Réalisé par Valerio Zurlini, "Le soldatesse - Des filles pour l'armée" ressort dans les salles. Une œuvre forte sur le conflit italo-grecque pendant la Seconde Guerre mondiale avec Marie Laforêt impressionnante, ainsi qu'Anna Karina et Lea Massari.
Un pan méconnu de l’histoire vu par Valerio Zurlini
Valerio Zurlini n’aura pas été l’auteur le plus prolifique et reconnu du cinéma italien. Réalisant seulement huit films entre 1955 et 1976. Pourtant, le cinéaste a su dépeindre avec force et maîtrise le désespoir du monde. Dans Été violent (1959), où en pleine Seconde Guerre mondiale l’amour passionnel entre Eleonora Rossi Drago et Jean-Louis Trintignant vire au tragique. Puis dans La Fille à la valise (1961), avec Claudia Cardinale et Jacques Perrin en jeunes amoureux insouciants. Ou encore dans Le soldatesse (Des filles pour l'armée, 1965), qui met en lumière un pan méconnu de 39-45 pour dénoncer les crimes de l’Italie de l'époque, le fascisme, et l’absurdité de la guerre.

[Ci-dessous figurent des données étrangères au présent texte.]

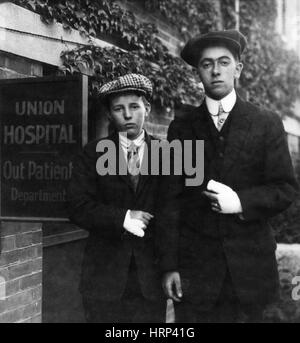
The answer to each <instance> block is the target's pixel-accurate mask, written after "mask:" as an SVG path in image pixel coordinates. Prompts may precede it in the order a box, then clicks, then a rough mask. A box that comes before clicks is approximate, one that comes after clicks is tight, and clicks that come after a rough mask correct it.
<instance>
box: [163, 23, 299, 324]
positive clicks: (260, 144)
mask: <svg viewBox="0 0 300 343" xmlns="http://www.w3.org/2000/svg"><path fill="white" fill-rule="evenodd" d="M245 47H246V38H245V37H244V36H243V35H242V34H241V33H240V32H238V31H236V30H228V31H218V32H210V33H208V34H205V35H200V36H197V37H195V38H193V39H191V40H190V41H189V42H188V43H187V44H186V46H185V47H184V49H183V51H182V53H181V57H182V58H183V59H184V60H185V61H186V62H187V63H188V64H190V65H192V66H193V67H195V68H197V70H198V72H199V74H200V78H201V81H202V83H203V85H204V89H205V94H206V96H205V100H204V101H203V103H202V105H201V106H200V107H198V108H194V109H192V110H191V111H190V113H189V114H187V115H186V116H185V117H184V118H181V119H179V118H178V119H175V120H174V121H173V122H172V123H171V125H170V127H169V131H168V139H169V140H170V141H172V140H173V139H179V140H180V141H182V142H184V141H185V140H192V141H195V140H203V141H204V149H205V160H204V182H203V183H202V185H201V186H199V187H188V186H186V185H185V182H184V181H185V177H184V176H183V177H176V176H171V177H170V178H168V179H166V180H167V181H168V184H167V185H166V189H167V190H166V191H164V192H163V193H164V194H165V203H166V204H167V206H166V207H165V208H164V209H163V211H162V213H161V214H160V217H159V220H158V223H159V227H160V228H159V230H158V232H159V233H160V236H159V237H158V242H159V244H160V260H161V268H162V270H163V272H164V273H165V274H164V278H163V286H164V290H165V293H166V295H167V297H169V298H171V299H173V300H174V303H175V316H176V320H177V321H178V322H239V321H242V322H243V321H246V322H247V321H250V322H251V321H260V320H262V314H263V310H264V309H265V307H266V306H267V304H269V303H271V302H273V301H275V300H276V299H277V297H278V288H279V287H278V286H279V282H278V281H279V280H278V271H277V263H276V258H275V249H276V243H275V240H274V237H273V234H272V230H271V227H270V226H269V223H268V220H269V218H270V217H272V216H274V215H276V214H278V213H279V212H281V211H283V210H285V209H286V208H287V207H288V206H289V205H290V204H291V203H292V202H293V200H294V199H295V196H296V194H297V183H296V180H295V177H294V173H293V167H292V163H291V159H290V154H289V150H288V146H287V142H286V138H285V132H284V128H283V125H282V121H281V119H280V118H279V117H278V116H277V115H276V114H274V113H271V112H269V111H267V110H266V109H263V108H259V107H256V106H254V105H253V104H251V103H249V102H246V101H243V100H242V99H241V98H240V97H239V96H238V95H237V94H236V91H235V88H234V86H235V81H236V80H237V79H238V78H239V77H240V74H241V72H242V68H243V65H242V63H241V60H240V57H241V54H242V53H243V51H244V49H245ZM190 153H191V154H194V151H193V152H190ZM175 199H177V202H176V201H175ZM178 204H179V205H178ZM176 206H177V209H175V207H176Z"/></svg>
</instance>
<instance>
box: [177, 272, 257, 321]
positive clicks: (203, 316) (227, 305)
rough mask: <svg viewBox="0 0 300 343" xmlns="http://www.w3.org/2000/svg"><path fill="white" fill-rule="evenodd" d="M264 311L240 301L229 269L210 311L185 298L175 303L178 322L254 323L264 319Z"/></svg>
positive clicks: (210, 309)
mask: <svg viewBox="0 0 300 343" xmlns="http://www.w3.org/2000/svg"><path fill="white" fill-rule="evenodd" d="M262 311H263V309H262V308H261V307H260V306H259V305H256V304H252V305H247V306H245V305H242V304H241V303H240V301H239V299H238V297H237V295H236V292H235V290H234V286H233V283H232V279H231V276H230V273H229V271H227V273H226V276H225V279H224V282H223V285H222V289H221V291H220V294H219V296H218V298H217V300H216V302H215V304H214V306H213V307H212V308H211V309H210V310H209V311H203V310H201V305H197V304H194V303H191V302H187V301H184V300H183V301H182V302H181V303H176V304H175V320H176V323H254V322H261V321H262Z"/></svg>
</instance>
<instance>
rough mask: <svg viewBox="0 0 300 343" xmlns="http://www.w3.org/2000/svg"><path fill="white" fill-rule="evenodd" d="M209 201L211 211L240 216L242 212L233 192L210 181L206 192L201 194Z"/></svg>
mask: <svg viewBox="0 0 300 343" xmlns="http://www.w3.org/2000/svg"><path fill="white" fill-rule="evenodd" d="M203 194H205V195H206V196H207V197H208V198H209V199H210V200H211V205H212V210H213V211H215V212H219V213H223V214H240V213H242V212H243V209H242V205H241V201H240V199H239V197H238V195H237V194H236V192H235V191H234V190H232V189H231V188H230V187H228V186H226V185H224V184H223V183H220V182H216V181H214V180H210V181H209V182H208V184H207V191H205V192H203Z"/></svg>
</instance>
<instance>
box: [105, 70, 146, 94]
mask: <svg viewBox="0 0 300 343" xmlns="http://www.w3.org/2000/svg"><path fill="white" fill-rule="evenodd" d="M127 91H133V92H134V91H135V92H137V93H139V94H142V95H144V96H145V97H146V98H147V99H148V100H149V99H150V98H151V96H152V91H153V89H152V83H151V81H150V80H149V79H148V78H147V77H146V76H144V75H141V74H126V75H123V76H119V77H118V78H117V79H116V80H113V81H110V82H108V83H105V84H104V85H103V86H102V87H101V88H100V90H99V95H100V97H101V98H107V96H109V95H111V94H117V93H123V92H127Z"/></svg>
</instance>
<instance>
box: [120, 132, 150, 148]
mask: <svg viewBox="0 0 300 343" xmlns="http://www.w3.org/2000/svg"><path fill="white" fill-rule="evenodd" d="M119 140H120V143H121V145H122V146H123V147H124V148H126V149H128V148H129V147H130V145H131V144H132V143H134V144H135V145H136V146H137V147H138V148H139V147H141V146H142V145H143V143H144V142H145V131H144V130H142V132H141V133H140V135H139V136H138V137H137V138H135V139H134V140H131V139H128V138H127V136H126V135H125V134H124V133H123V132H119Z"/></svg>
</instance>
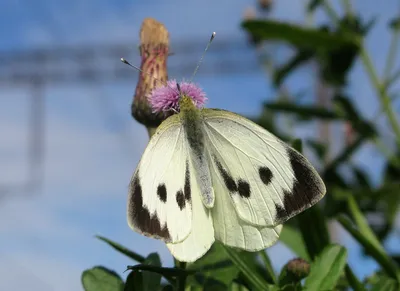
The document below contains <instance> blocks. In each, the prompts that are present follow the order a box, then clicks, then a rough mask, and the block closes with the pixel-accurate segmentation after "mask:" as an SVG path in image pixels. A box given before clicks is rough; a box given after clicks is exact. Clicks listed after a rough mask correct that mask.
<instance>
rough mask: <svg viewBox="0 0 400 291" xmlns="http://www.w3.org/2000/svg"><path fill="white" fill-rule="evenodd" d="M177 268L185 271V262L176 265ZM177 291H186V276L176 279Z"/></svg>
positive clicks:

Le film s'ouvre sur ces mots : « Le 28 octobre 1940, pour rivaliser avec les victoires de l’allié allemand en Europe, Mussolini déclare la guerre à la Grèce ». Alors que le dictateur italien espérait conquérir le territoire en quelques semaines, le conflit s’éternisera et se déplacera jusqu’en Albanie. Voilà une guerre inutile, nous dit Zurlini en préambule de son film, qui fera 23 755 morts et 50 870 blessés. Pour témoigner de cette tragédie, le réalisateur nous emmène en 1942 aux côtés d’un groupe de femmes grecques obligées de se prostituer pour survivre. Le lieutenant Martino est alors chargé de les escorter entre Athènes et l’Albanie où les unes après les autres rejoindront différents bordels militaires.
Marie Laforêt et les autres
Rien que sur le papier, le récit que s’apprête à raconter Le soldatesse s’avère glaçant. Pour autant, Zurlini ne sombre pas dans un misérabilisme. Bien au contraire. Les filles de joie incarnées par Marie Laforêt, Anna Karina ou encore Lea Massari, n’ont jamais mieux porté leur nom. Malgré les circonstances, elles affichent (pour la plupart) une certaine gaieté au moment où débute leur parcours. Une insouciance pour certaines, encore trop jeunes pour réaliser véritablement ce qui les attend. Comme Aspasia, 22 ans, qui embarque avec un demi-sourire dans un camion rempli de militaires, sous le regard désabusé d’Eftichia (Marie Laforêt).
Valerio Zurlini pointe ainsi la maltraitance faite aux prostituées, déplacées et utilisées comme du bétail pour le divertissement de porcs - terme employé par un vieux colonel au milieu de ses subalternes. Des femmes qui, même mortes, seront moins considérées que les soldats.
Au milieu de ce monde déshumanisé, se trouve le lieutenant Martino, qui tente de faire au mieux pour ces filles. Bien qu’il doive suivre les ordres, il tente de les aider et de les soutenir comme il peut. Le soldat tombe (sans surprise) amoureux d’Eftichia, et Zurlini met ainsi à nouveau en scène un amour impossible. La prostituée, fidèle à ses valeurs, ne cessera néanmoins de rappeler l’horreur provoquée par les soldats italiens. Pour l’incarner, Marie Laforêt offre probablement une de ses prestations les plus remarquables. En larmes ou le regard noir, la comédienne porte en elle toute la mélancolie de ce grand film à (re)découvrir sans hésiter.
Le soldatesse - Des filles pour l'armée ressort dans les salles le 20 juillet 2022.